The country is firmly on the path to opening up. Meanwhile, reactions have flared: more deaths vs. a collapse into an economic abyss. The Senate HELP Committee hearings this past week did not do much better.
The focus needs to change, from talking to formulating rational action plans.
The question now is, how do we best open up that taking all the challenges into account?
We now know a great deal about the virus and the different risks it poses to our population segments. Good starting point. We also know that the country has had vastly different experiences with the virus, from horrific to benign. Looking deeper, we know experiences within each state have also varied widely. We have sadly learned the impacts on different demographic groups and housing profiles.
The elderly in long term facilities have been devastated, as the numbers for Moore County and elsewhere in the country demonstrate. People over 60 and anyone with underlying conditions account for a majority of the fatalities. Recently, some middle-aged people with the virus have developed clots that threaten their lives; answers for this are wanting.
The policy driver for specific new action plans is this: The challenges we face will be with us until there is a robust vaccine. In short, we are on defense for about another year.
Dr. Anthony Fauci this week cautioned in Senate hearings that vaccine trials cannot be shortened further. We must know if the vaccine is truly effective and that it does not act as an accelerant to the virus. Of the 100 vaccines in development worldwide, eight are already in the three-step clinical trial process to determine efficacy. Expect some to fail and hope others will succeed.
Assembling what we now know, for the country, for North Carolina, and for Moore, we can open up so long as:
n Distancing and hygiene, in all forms, remain our primary defense until there is a vaccine.

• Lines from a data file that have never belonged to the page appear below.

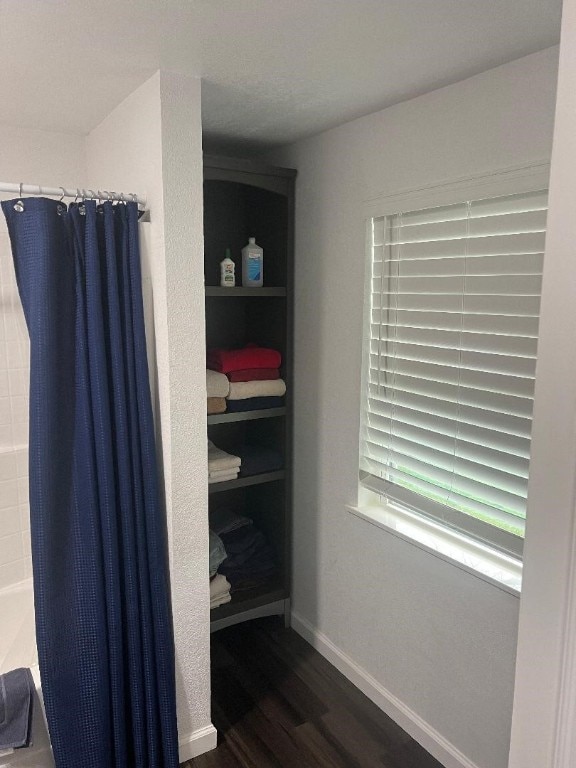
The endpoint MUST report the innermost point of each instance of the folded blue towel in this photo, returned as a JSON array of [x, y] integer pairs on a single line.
[[16, 701]]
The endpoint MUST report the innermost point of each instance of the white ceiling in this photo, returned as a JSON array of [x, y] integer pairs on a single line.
[[273, 70]]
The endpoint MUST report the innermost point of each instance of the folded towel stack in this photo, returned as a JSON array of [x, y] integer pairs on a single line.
[[16, 702], [219, 591], [222, 466], [217, 390], [253, 377], [250, 560]]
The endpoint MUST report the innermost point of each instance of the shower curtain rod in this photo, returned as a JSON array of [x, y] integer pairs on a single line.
[[78, 193]]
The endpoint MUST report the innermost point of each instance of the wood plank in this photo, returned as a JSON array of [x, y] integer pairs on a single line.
[[277, 703]]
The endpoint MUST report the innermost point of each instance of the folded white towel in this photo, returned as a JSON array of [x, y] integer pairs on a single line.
[[219, 459], [242, 390], [220, 601], [217, 384], [219, 586], [232, 475]]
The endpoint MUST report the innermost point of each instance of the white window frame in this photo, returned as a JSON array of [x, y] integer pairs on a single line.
[[392, 514]]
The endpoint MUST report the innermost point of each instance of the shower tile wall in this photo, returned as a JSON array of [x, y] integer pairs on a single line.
[[15, 560]]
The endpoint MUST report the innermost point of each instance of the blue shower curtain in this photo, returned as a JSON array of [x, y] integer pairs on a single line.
[[103, 622]]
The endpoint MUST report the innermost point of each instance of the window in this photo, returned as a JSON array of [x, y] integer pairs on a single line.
[[450, 355]]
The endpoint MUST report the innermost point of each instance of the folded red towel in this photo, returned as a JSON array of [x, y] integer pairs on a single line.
[[227, 360], [254, 374]]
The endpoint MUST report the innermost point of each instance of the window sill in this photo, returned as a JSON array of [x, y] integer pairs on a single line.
[[481, 561]]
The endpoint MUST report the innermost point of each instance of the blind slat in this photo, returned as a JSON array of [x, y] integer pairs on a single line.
[[451, 351]]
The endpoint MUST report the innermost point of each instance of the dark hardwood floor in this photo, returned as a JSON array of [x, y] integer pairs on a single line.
[[277, 703]]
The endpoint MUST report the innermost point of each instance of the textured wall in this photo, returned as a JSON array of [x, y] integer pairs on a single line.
[[546, 661], [151, 144], [439, 639]]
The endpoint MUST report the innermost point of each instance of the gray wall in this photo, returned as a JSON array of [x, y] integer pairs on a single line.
[[440, 640]]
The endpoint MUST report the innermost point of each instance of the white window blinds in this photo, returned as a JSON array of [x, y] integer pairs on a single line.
[[449, 379]]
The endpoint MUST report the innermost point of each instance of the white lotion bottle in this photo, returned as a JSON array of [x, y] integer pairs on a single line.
[[252, 264], [227, 271]]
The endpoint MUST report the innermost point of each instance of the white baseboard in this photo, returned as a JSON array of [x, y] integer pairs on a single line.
[[196, 743], [421, 731]]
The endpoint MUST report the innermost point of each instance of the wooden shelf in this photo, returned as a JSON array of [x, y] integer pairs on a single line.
[[261, 413], [269, 599], [243, 482], [217, 290]]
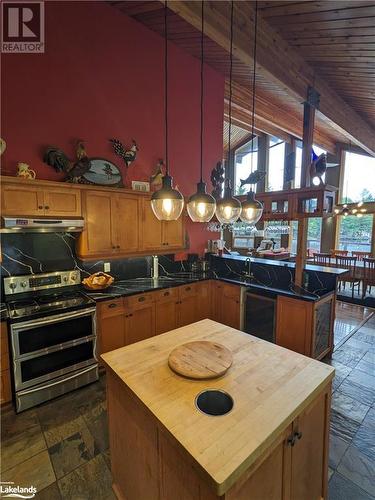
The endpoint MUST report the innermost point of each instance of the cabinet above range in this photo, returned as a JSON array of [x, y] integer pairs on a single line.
[[118, 222]]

n Testing, tracing, isolation and treatment are ramped up to protect the vulnerable. On-site testing in care facilities and sentinel testing of workers everywhere are now an imperative; the various rapid tests are cheap investments to the opening-up process. It is time to order and deploy them, governments and businesses alike.
n We embrace tele-practices that have proven effective during the shutdown and we create more. Zoom and other variants, some of which can be encrypted, have proven to be great meeting places.
n Schools and universities develop and distribute new campus plans and protocols for interaction before they open.
n Aggregate and regional health-related data are both vigorously collected and made transparent. The data will teach us more about the virus and encourage positive responses by the public and health agencies alike as we open up.
Until there is a vaccine, there will be setbacks over the next year, with spikes of infection as people adjust to a more active interim norm. The creative protocols in workplaces to operate safely should be vetted and respected. Local solutions are responses to the nature of local problems; they will be more effective if people understand and embrace those challenges and protocols.
The time is ripe to build the best path forward. To cite the common saying, “Actions speak louder than words.” Ingenuity and call to action have always been the hallmarks of America.
The talents in North Carolina and here in Moore County run deep and wide. Let us not waste them in over-analyzing the decision to open up. Rather, put them to full use to develop specific operational safety protocols for all locations and businesses.
Richard Pabst is a retired economist and has lived in Pinehurst the past 11 years.